Haddon was afraid but moved and went to seek counsel from his mother, Joyce.
“I ran to my mother and told her exactly what happened,” Haddon said. “She said, ‘That is God calling you to ministry, Deitrick.’ Before I knew it, I was up preaching. … My mother brought me a robe and a little Bible and set a date, and I was up preaching in front of a whole crowd at a church called Unity Cathedral of Faith [a Full Gospel church on Detroit’s west side]. The church was packed because word had gotten out that little Deitrick Haddon was going to preach.”
Haddon will never forget the day. He sang a song to begin and noticed the crowd’s response.
“Everyone in the church started shouting and running around like I was doing something so spectacular,” he said. “Then, when it came time for me to preach, my mind went blank. I couldn’t remember anything that I had practiced or studied! I don’t even know how I got off of the podium; I think they carried me out of there. After that experience, I dedicated myself to studying even more, learning every Scripture, every Bible story, etc., so that will never happen to me again.”

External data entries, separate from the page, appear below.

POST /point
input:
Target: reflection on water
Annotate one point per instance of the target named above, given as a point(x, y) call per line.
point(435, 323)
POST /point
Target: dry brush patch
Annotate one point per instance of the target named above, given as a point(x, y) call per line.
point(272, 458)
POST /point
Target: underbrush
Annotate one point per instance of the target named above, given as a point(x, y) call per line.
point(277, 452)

Haddon intensified his biblical knowledge and eventually began teaching Sunday school. When he was 13 he became minister of music, and at 16 he was youth pastor at Unity Cathedral, preaching every other Sunday and remaining until his young adult years.
After he married Damita in 1996, the two left Detroit and moved to Orlando, Florida, where he became worship leader at Paula and Randy White’s church, Without Walls. The couple later moved to Atlanta to pursue other music projects. By that time he’d already made a name for himself as one of this generation’s most influential gospel singers with his albums Lost and Found and Crossroads.
While in Atlanta, he and Damita divorced, and he moved back to his hometown of Detroit to recover. It was there when he decided Los Angeles could give him a new start and enhance his career.
Haddon received a phone call from music producer Zaytoven and was offered the opportunity to expand his writing into other genres of music. He co-wrote three songs on Usher’s latest album, A.
“Zaytoven is my brother from another mother,” Haddon said. “He has listened to my music and all kinds of gospel music for years. He is the godfather of trap music, but he is also a church musician on Sundays, and during the week he is making hit records for all of your favorite hip-hop artists.”
Haddon said a lot of “secular artists gravitate to church musicians because they get a whole lot of practice every week.”
“Church musicians are some of the best musicians in the world,” he said. “He [Zaytoven] is out there doing it big, and he stays faithful as a church musician at his church. He called me to come in and collaborate with some of the writers on Usher’s latest project.”
When Haddon isn’t writing music or preparing for service at Hill City Church, he is all about basketball and enjoying fatherhood. His wattage intensifies when he speaks of his three young children.
“I live for this,” he said about being on “daddy duty.” “Everything that I do orbits around my family. I am very hands-on. I attend all of the parent conferences, and even grandparents day.”
His parenting skills are patterned from his father, who adopted him as a young child after marrying his mother.
“My dad was a very responsible dad,” Haddon said. “We never wanted for anything. He was very dependable, and our lives were good because of that. He instilled those qualities in me.”